Definition of (hyper)planes I know the definition of a plane to be:
$(r-r_0)\cdot n = 0$
where $n$ is the vector perpendicular to the plane, $r$ the vector to a given point and $r_0$ the vectors to the points which constitute the plane.
Now I have also encountered this formulation:
$n^\top \cdot x$ = 0
where the $x$ would be all the points of the plane.
My questions: Are these two definitions equivalent? And is then $n^\top \cdot x + b = 0$ a translation regarding the $z$ axis?
Thanks!
 A: $n^\top\cdot x=0$ describes a linear hyperplane, i.e. a hyperplane through the origin.

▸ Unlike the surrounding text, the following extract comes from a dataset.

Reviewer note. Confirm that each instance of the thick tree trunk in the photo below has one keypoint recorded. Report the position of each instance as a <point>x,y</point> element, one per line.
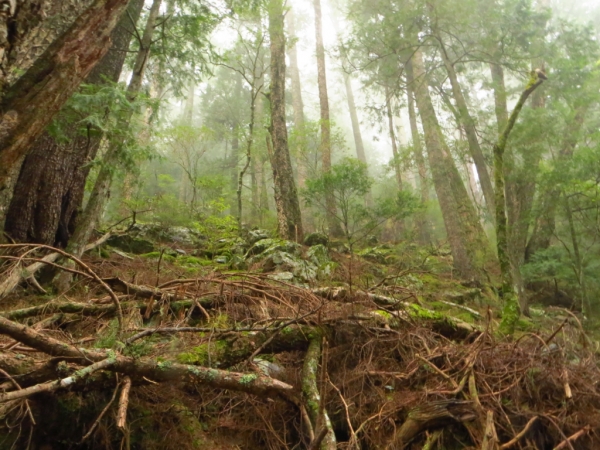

To make it affine, you can indeed write $n^\top\cdot x+b=0$, or – more commonly – like this: $n^\top\cdot x=d$ with $d=-b$. If $\lVert n\rVert=1$, i.e. the normal vector has unit length, then $\lvert b\rvert$ would be the distance between origin and the plane, and the sign would indicate the direction. Note that the $z$ axis plays no special role in this, contrary to your assumption.
To see the eqivalence in the affine case, you can transform the equation like this.
$$n^\top\cdot(x-x_0)=n^\top\cdot x+\underbrace{\bigl(-\overbrace{n^\top\cdot x_0}^d\bigr)}_b=0$$
The distinction between $n$ and $n^\top$ is mostly a syntactic one: $n\cdot x$ is the dot product between two vectors, whereas $n^\top\cdot x$ is the matrix product between a row vector and a column vector. The actual result is the same in both cases.
Also note that I assume $x_0$ to be the point defining the plane, and $x$ to be an arbitrary point for which you check whether it is in the plane. So if I take your question literally, my $x_0$ would be your $r$ and my $x$ would be your $r_0$. But my use of the subscript is more common.
There is one other possible approach: in projective geometry, using homogeneous coordinates, $n^\top\cdot x=0$ itself would be enough to describe all hyperplanes. Getting rid of this mixture between addition and multiplication is one of the main benefits of homogeneous coordinates.